Is there closed form for $\prod_1^{i=k}(2^i-1)$ ?
I found that it is the product of the terms of the following arithmetico-geometric sequence : $$\{u_1=1,u_{n+1}=2u_n+1\}$$ I found nothing with factorials, but there may be something.
For the story, I want to prove that : $$\forall n \in \Bbb N, n\gt 3, \exists m \in \Bbb N, 0 \lt m \lt n$$ such as $$\forall k \in \Bbb N, 0 \lt k \lt n^2-m²-2n+1, 2^k \not\equiv 1 \mod (n^2-m^2)$$ and $$2^{n^2-m^2-2n+1} \equiv 1 \mod (n^2-m^2)$$ That's why I tried to make the product.

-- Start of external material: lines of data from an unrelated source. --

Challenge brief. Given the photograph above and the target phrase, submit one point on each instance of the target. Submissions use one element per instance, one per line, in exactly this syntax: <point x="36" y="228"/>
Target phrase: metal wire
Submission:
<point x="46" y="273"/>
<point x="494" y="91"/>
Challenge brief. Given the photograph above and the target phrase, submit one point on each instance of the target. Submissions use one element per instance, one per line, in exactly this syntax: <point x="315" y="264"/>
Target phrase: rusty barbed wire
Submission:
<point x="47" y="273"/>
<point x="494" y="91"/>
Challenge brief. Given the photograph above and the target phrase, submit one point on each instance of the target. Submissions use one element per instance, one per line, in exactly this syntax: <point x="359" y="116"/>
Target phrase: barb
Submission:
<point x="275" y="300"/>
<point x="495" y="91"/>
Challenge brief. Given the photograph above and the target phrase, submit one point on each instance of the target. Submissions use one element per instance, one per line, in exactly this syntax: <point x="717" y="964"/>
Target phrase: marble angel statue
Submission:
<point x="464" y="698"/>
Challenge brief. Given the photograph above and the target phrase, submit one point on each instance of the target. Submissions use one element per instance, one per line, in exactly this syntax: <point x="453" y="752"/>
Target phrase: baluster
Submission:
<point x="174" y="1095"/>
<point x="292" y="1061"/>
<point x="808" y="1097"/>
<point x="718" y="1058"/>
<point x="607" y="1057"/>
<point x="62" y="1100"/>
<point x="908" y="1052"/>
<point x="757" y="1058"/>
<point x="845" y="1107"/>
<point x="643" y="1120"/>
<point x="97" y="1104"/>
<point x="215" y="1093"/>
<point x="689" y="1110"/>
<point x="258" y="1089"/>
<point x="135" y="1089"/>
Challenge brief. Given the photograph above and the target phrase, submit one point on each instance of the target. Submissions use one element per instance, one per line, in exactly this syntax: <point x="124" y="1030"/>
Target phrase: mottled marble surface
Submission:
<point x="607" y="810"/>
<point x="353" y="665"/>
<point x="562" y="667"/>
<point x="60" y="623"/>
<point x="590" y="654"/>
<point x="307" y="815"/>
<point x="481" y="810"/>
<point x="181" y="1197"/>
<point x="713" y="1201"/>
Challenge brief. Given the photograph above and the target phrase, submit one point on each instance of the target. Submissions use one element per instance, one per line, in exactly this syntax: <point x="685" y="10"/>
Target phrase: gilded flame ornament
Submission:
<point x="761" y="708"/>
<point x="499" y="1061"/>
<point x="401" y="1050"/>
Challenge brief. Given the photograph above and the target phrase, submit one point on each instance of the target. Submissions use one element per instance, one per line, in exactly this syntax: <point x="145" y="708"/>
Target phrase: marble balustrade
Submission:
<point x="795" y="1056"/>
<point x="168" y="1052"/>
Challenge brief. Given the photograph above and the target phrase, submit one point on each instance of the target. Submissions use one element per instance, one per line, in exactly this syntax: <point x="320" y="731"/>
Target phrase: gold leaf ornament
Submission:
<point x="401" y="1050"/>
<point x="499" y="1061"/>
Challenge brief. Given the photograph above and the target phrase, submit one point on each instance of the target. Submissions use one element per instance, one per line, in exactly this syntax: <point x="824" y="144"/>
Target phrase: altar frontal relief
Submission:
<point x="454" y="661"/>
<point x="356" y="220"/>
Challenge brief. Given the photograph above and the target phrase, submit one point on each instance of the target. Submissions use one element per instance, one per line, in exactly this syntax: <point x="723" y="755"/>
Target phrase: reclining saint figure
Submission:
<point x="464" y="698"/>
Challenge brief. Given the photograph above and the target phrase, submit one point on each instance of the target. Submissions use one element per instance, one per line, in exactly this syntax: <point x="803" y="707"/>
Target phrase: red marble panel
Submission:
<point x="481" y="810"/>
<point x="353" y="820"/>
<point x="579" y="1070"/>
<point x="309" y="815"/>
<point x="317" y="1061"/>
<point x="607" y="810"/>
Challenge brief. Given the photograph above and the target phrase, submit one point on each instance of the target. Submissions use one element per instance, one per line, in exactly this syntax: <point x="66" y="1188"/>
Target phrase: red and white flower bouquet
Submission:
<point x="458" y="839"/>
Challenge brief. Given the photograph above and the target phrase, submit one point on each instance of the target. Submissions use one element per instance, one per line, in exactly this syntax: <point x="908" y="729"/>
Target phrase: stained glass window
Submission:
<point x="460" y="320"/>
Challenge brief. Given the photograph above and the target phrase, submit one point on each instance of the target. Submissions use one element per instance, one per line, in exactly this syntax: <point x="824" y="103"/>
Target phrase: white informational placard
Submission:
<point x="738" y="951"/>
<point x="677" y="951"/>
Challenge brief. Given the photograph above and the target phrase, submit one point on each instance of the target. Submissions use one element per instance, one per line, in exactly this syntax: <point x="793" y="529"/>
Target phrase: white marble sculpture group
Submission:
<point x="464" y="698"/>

In terms of known notations:
Let $u_{n+1} = 2 \, u_{n} + 1$ where $u_{0}=1$, for which $u_{n} = 2^{n}-1$. Using $$(x;q)_{n} = \prod_{k=0}^{n-1} (1 - x \, q^{r})$$ leads to \begin{align} P_{n} &= \prod_{k=0}^{n-1} \{ u_{k} \} = \prod_{k=1}^{n} \{ 2^{k+1} - 1 \} \\ &= 2^{\binom{n+1}{2}} \, \prod_{k=1}^{n} \left(1 - \frac{1}{2^{k}}\right) \\ &= 2^{\binom{n+1}{2}} \, \left(\frac{1}{2}; \frac{1}{2}\right)_{n}. \end{align}